Camera IconABC Managing Director Hugh Marks (centre) and Editor-in-Chief Gavin Fang (left). NewsWire/Martin Ollman Credit: News Corp Australia

Senator Henderson said at the hearing that two courts had concluded that “Ms. Higgins was not silenced.”

ABC chief executive Hugh Marks, who had not seen the script, said he understood that the documentary “deals with issues that are more general in nature around the world” and that it “will undergo all appropriate reviews (legal reviews and editorial reviews)”.

“Frankly, insult is something we cannot conceive of,” he said.

“I imagine it addresses general issues related to the experiences of women around the world.”

He also added that he was “confident there was no mention of Fiona Brown (Ms Reynolds’ former chief of staff) or Linda Reynolds in the documentary.”

“So I can only assume that these issues were not included in the documentary,” he said.

Mr. Marks said ABC was not the film’s broker or the broadcaster who launched the film, but was instead “a participant in the production.”

He told the investigation that ABC contributed $340,000, or about 14 percent of the film’s budget.

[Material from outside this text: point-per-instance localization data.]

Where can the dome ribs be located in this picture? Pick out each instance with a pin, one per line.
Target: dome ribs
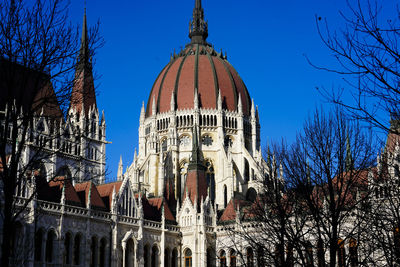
(167, 86)
(198, 66)
(155, 85)
(185, 82)
(241, 88)
(234, 88)
(224, 82)
(215, 79)
(206, 83)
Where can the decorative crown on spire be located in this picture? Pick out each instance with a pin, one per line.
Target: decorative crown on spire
(83, 58)
(198, 27)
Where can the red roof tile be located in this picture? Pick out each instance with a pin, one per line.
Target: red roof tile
(83, 192)
(207, 71)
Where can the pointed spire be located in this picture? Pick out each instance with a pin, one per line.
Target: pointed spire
(240, 105)
(349, 159)
(196, 98)
(253, 110)
(120, 169)
(153, 106)
(219, 104)
(195, 147)
(198, 27)
(83, 59)
(83, 95)
(172, 101)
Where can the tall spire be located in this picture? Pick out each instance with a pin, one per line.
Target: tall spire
(198, 27)
(83, 97)
(83, 59)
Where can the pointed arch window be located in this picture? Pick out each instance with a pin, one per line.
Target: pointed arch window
(353, 251)
(225, 196)
(232, 258)
(341, 254)
(222, 258)
(188, 258)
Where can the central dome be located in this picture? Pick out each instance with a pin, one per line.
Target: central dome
(198, 66)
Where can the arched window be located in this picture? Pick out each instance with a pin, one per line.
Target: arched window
(210, 176)
(38, 245)
(225, 196)
(320, 253)
(77, 250)
(164, 144)
(188, 258)
(154, 256)
(50, 246)
(289, 255)
(222, 258)
(251, 194)
(67, 248)
(341, 254)
(129, 253)
(260, 257)
(146, 254)
(249, 257)
(93, 252)
(232, 258)
(166, 257)
(246, 170)
(396, 241)
(174, 258)
(353, 247)
(309, 255)
(210, 257)
(102, 252)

Senator Sarah Henderson told the hearing that two courts had concluded that 'Ms Higgins was not silenced'. Image: NewsWire / Martin Ollman
Camera IconSenator Sarah Henderson told the hearing that two courts had concluded that ‘Ms Higgins was not silenced’. NewsWire/Martin Ollman Credit: News Corp Australia

In response to questions, ABC editor-in-chief Gavin Fang said the documentary had gone through the broadcaster’s editorial processes, but admitted that he had not seen the script.

“But I can assure you that all commission and work carried out on these documentaries will ensure that they meet our editorial standards,” Mr. Fang said.

“I think a documentary like this will explore some of the issues you raise.”

Discussion of the film led to numerous verbal exchanges between Senator Henderson and Greens Senator Sarah Hanson-Young.

Senator Henderson denied “going after a rape victim” as Senator Hanson-Young claimed.

“I’m not doing that, Senator,” he said.

“My concern is that these appallingly false allegations that former senators Linda Reynolds and Fiona Brown… both covered up rape in Parliament House are proven to be completely false,” he said.